I am reminded of somebody writing here of the joys of their paella for one, possibly the saddest (in the old fashioned meaning of the word) thread, I’ve ever seen.  The writer thought it perfectly normal.

"What wasn’t to like?"

Er people were issued with criminal penalties for walking with a cup of tea in their hand. The police took it upon themselves to follow dog walkers with drones, and inspect supermarket trolleys to check whether the purchase was 'essential'. It was illegal to go enter a friends house. 
 

everything about it was terrible 

interesting though that mr smith who loves to call people bigots and accuse them of phobia and hate, is in fact frothing with it for "chavs". How entirely predictable 

What Linda mostly said , it was unspeakably shit . We will look back on this either being very angry . Or being upset and thinking was that a dream , did it need to last that long and be so draconian.

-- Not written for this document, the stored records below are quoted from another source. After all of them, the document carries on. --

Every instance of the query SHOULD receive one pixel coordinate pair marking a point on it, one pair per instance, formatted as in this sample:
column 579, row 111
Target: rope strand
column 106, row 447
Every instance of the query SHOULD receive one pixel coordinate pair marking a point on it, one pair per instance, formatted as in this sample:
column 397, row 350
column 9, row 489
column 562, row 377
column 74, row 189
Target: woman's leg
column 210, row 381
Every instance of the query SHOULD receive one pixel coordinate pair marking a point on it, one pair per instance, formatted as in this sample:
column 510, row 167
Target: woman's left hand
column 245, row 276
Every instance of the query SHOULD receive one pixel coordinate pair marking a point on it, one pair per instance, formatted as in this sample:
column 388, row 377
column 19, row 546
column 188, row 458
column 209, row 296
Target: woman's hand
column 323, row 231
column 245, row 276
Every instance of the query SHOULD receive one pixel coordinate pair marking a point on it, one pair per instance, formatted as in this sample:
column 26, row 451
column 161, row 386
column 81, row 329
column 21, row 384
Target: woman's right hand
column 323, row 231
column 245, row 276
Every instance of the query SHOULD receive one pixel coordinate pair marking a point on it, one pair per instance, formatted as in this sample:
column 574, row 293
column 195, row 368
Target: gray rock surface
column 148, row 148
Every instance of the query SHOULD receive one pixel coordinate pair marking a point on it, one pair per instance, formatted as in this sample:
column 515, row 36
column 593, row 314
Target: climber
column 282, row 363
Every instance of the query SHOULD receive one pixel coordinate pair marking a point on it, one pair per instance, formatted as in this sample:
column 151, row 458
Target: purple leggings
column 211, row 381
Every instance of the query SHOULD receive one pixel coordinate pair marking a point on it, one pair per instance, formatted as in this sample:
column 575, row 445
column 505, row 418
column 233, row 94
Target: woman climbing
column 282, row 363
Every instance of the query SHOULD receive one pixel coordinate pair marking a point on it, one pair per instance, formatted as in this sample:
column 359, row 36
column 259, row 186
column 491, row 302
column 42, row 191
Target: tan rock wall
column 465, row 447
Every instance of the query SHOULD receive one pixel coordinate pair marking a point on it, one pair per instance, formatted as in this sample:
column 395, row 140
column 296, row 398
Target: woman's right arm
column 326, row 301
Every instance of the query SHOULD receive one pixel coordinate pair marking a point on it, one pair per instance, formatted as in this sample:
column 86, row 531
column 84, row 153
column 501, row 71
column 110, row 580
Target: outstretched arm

Why didn’t they just insist on those who were positive or ill shielded ?

it was fooking awful from beginning to end, and if you disagree, or would accept it in any circumstances ever again, then frankly you deserve to be locked in your house anyway 

it was fooking awful from beginning to end, and if you disagree, or would accept it in any circumstances ever again, then frankly you deserve to be locked in your house anyway 
 

It was a (mostly) timely and (mostly) proportionate public health response that prevented a much worse outcome and bought time for the amazing scientific and logistical achievement of mass vaccination. Historians will praise us.

No. I enjoyed much of LD1 for the novelty but nothing more. 
 

Being stuck in traffic again is a pain but that’s life. If I never have to use zoom again it’ll be a good day. 
 

Freedom is a beautiful thing. 

grandad what did you do during the pandemic? 

stayed at home on furlough and smoked weed and completed pornhub. smashed a few pots together on a Thursevening

not sure that's right re praise chimp

"bought time for the amazing scientific and logistical achievement of mass vaccination"

This is what comic geeks would call a "retcon"

The purpose of lockdown was to spread out infections and deaths to a level that would allegedly not swamp the nhs. The purpose was never to buy time to find a vaccine 

Yeah and now an unprecedented number of pre school age children are in hospital and the highest flu death rate in half a century is expected

Plus the totally unexpected surge in deaths by other causes

You killed people in worse (or at best equally bad) ways

I still think LD1 was the right thing to do. I don’t think the others were, but there you go. Can’t change the past. I just hope we can get through winter without anything - then the sage lobby will be truly broken. 

Of course nobody could be sure a vaccine was coming. Equally it’s facile to suggest that the vaccine just appeared from nowhere one day - obviously one possible outcome was always that a vaccine programme would bear fruit. Probably the best possible outcome, we were incredibly fortunate.